Здесь водились в изобилии мелкие злобные и плодовитые, как насекомые, бунтующие графоманы. Иногда из кишащего ими смрада удавалось вытянуть и зверя погромаднее, вроде глубинной рыбы, выудить большого писателя, редкого поэта, мерцающих радужной чешуёй, шевелящих диковинными языками и ластами, булькающих загадочными словами, подходящих близко и вдруг тихо, без усилий срывающихся, уходящих обратно — в пучину или в высь, на дно или небо. Отсюда всегда уходил Егор с богатой добычей, как у туземцев, за гроши и безделушки выменивая у гениев бесценные перлы и целые царства. Стихи, романы, пьесы, сценарии, философские трактаты, а то и работы по экономике, теории суперструн, порой симфонии или струнные квартеты перепродавались мгновенно и гремели потом подолгу под именами светских героев, политиков, миллиардерских детей и любовниц/любовников и просто фиктивных романистов, учёных и композиторов, командующих всем, что есть разумного, доброго, вечного в богоспасаемых наших болотах.
Тем вечером в дворницкой было не особенно многолюдно. В центре помещения в огромном антикварном корыте горячей пены расслаблялась только что вернувшаяся из Шамбалы моделиер по роду занятий и квантовый механик по образованию, мумия хиппующей красотки семидесятых (прошлого века), богемная богиня Муза Мерц. Из её намыленного черепа торчал громадный горящий косяк размером с кларнет. От косяка шёл такой обильный целебный дым, что вставляло всех сюда входящих, и такой жар, от которого растрескались стены и в котором хладолюбивый Егор не надеялся продержаться больше часа.

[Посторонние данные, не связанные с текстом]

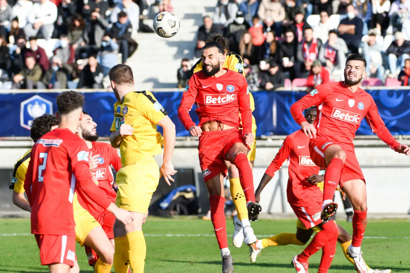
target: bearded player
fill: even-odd
[[[250,218],[256,217],[260,211],[260,205],[255,202],[253,175],[246,157],[248,146],[253,141],[252,111],[245,78],[231,70],[221,69],[225,61],[222,47],[214,42],[205,44],[201,59],[202,71],[190,79],[178,116],[191,135],[199,138],[200,164],[209,193],[211,221],[221,249],[222,271],[228,273],[233,272],[233,261],[228,247],[223,211],[225,160],[238,169]],[[194,103],[198,107],[196,110],[199,116],[198,125],[189,114]],[[242,127],[243,130],[238,129]],[[241,223],[245,243],[254,243],[256,237],[249,220],[243,219]]]
[[[222,65],[222,68],[227,68],[228,69],[240,73],[245,77],[244,72],[244,67],[242,66],[242,58],[241,56],[233,52],[229,52],[229,41],[222,36],[220,33],[214,33],[211,35],[206,40],[205,43],[209,42],[215,42],[222,47],[223,50],[223,55],[225,57],[225,61]],[[196,63],[192,66],[191,69],[191,76],[194,73],[200,71],[202,69],[202,61],[200,59]],[[189,87],[189,86],[187,86]],[[255,101],[252,93],[249,92],[249,99],[251,102],[251,109],[252,111],[255,109]],[[251,150],[248,153],[248,159],[249,160],[251,168],[253,168],[253,162],[255,160],[255,155],[256,153],[256,123],[255,118],[252,116],[252,134],[253,134],[253,142],[249,146]],[[246,201],[244,198],[244,190],[241,186],[241,182],[239,179],[239,173],[238,169],[233,164],[229,161],[225,161],[225,164],[228,169],[228,175],[229,177],[229,189],[231,196],[233,201],[235,208],[237,212],[237,214],[233,217],[233,223],[235,229],[233,234],[232,236],[232,242],[233,245],[236,247],[239,248],[242,245],[244,241],[243,229],[241,222],[242,219],[248,218],[248,211],[246,209]],[[257,219],[257,216],[253,218],[249,218],[251,221],[256,221]]]
[[[361,55],[351,55],[346,60],[344,82],[319,85],[290,108],[294,118],[310,138],[312,160],[326,170],[322,220],[328,220],[337,209],[332,199],[338,184],[352,203],[353,236],[347,252],[360,273],[368,272],[360,252],[367,223],[366,184],[352,142],[360,122],[365,119],[373,132],[394,151],[410,154],[408,146],[397,142],[386,127],[371,96],[359,87],[366,76],[366,65]],[[314,105],[318,105],[319,114],[312,125],[306,121],[303,111]]]
[[[116,194],[112,188],[114,177],[111,166],[118,172],[121,168],[121,158],[117,150],[109,144],[97,141],[98,135],[96,127],[97,124],[90,115],[83,112],[83,117],[76,133],[85,141],[92,155],[90,168],[96,179],[97,184],[104,191],[105,195],[115,202]],[[92,216],[88,217],[88,221],[84,221],[84,216],[82,213],[83,210],[75,208],[76,234],[77,238],[81,238],[79,242],[82,246],[85,245],[89,264],[94,268],[95,272],[109,273],[114,262],[113,227],[115,217],[82,192],[77,191],[77,195],[79,204],[87,212],[85,218],[87,218],[89,214]],[[81,234],[84,235],[81,236],[80,235]],[[102,259],[99,259],[100,257]]]
[[[305,110],[305,117],[309,123],[313,124],[316,116],[316,107]],[[287,159],[289,173],[287,191],[287,199],[298,216],[296,233],[282,233],[270,238],[258,240],[249,247],[249,256],[252,262],[256,262],[256,257],[261,253],[261,250],[264,248],[289,244],[303,246],[309,241],[314,232],[318,235],[323,232],[321,227],[326,222],[322,222],[317,225],[312,226],[320,218],[323,198],[321,189],[323,187],[323,176],[318,173],[324,172],[319,171],[319,168],[310,159],[308,148],[309,139],[309,137],[305,135],[301,130],[288,136],[275,159],[266,169],[255,193],[256,200],[259,202],[261,192],[264,188]],[[352,242],[350,235],[337,223],[336,226],[338,231],[337,242],[340,244],[346,258],[354,264],[354,262],[346,253],[348,247]],[[315,240],[316,239],[314,239]],[[323,249],[324,251],[327,250],[327,248]],[[306,251],[305,250],[304,252]],[[302,257],[301,258],[296,257],[294,258],[294,266],[297,266],[296,261],[301,262],[300,260],[303,260],[303,253],[301,255]],[[322,257],[326,257],[326,254],[328,253],[323,253]],[[331,255],[334,254],[333,253]],[[306,263],[304,265],[306,266],[306,268],[301,267],[298,272],[303,272],[303,270],[307,272],[308,265]],[[390,269],[374,270],[368,266],[367,268],[369,272],[372,273],[391,272]]]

В ногах у Музы, расстелив на полу её пыльное полевое платье и разложив в кружок необходимые вещества и части, лепил с трудом по запрещённым знакомствам добытым лекалам наимоднейшую «веерную» какую-то бомбу странствующий демонстрант, вожак западнического ультралиберального отростка нацистского союза Великой Гардарики, сын знаменитого математика, пышногрудый с похожим на сало лицом кровожадный интеллигент Наум Крысавин. Бомба нужна была к завтрему — на дорогомиловском базаре намечалось скопление вьетнамских и азербайджанских торговцев по призыву ингушской крыши для инструктажа и вразумления. Плотность неславянского элемента на кв. метр обещала быть рекордной. Приготовляемая бомба рядовой, в принципе, мощности могла одним ударом уложить до сотни чучмеков. Уложила по факту сорок семь, что страшно Крысавина огорчило, но это случилось завтра, а сегодня он был доволен, работа двигалась споро, предвкушение солидного улова лохов и надоя крови щекотало желудок; Наум, ликуя, напевал сливочным голоском что-то из Люлли и Генделя, иногда жулебинскую народную песню:
— Привязчивый привкус неспелого света
с обветренных дней не стереть
золотом божьего хлама…
На ломаном небе — орёл и комета.
Радуйся, русая степь!
Буря родит тебе хана.
Он взглянет на север, заботлив и страшен,
и выкликнет из-под снегов
нас, на себя не похожих.
Накормит священными спиртом и кашей,
оборонит от врагов
гордостью и бездорожьем.
И вот, протрубив в оловянное слово
отбой отболевшей зиме,
станет по-своему княжить:
навьёт он из нас разноцветных верёвок
и заново к бледной земле
беглое лето привяжет.
По обе стороны корыта навалены были груды ломаных кресел и коробок из-под бананов. На правой груде восседал Рафшан Худайбердыев, на левой — Иван Гречихин, религиозные свингеры, как раз намедни махнувшиеся богами (муслим Рафшан крестился, а православный Иван обрезался и обрёл аллаха) и делившиеся теперь свежими впечатлениями от только что опробованных вер меж собой и с Музой. Когда доходило до наиболее интимных и пикантных подробностей сношений с высшими силами оба скромно понижали голос, склоняясь Рафшан к правому, Иван — к левому уху старухи. «Да вы что! Ой, не могу!» — начинала от их щекочущих шёпотов хохотать Муза; Рафшан и Иван застенчиво переглядывались и получали в награду по затяжке доброй дури.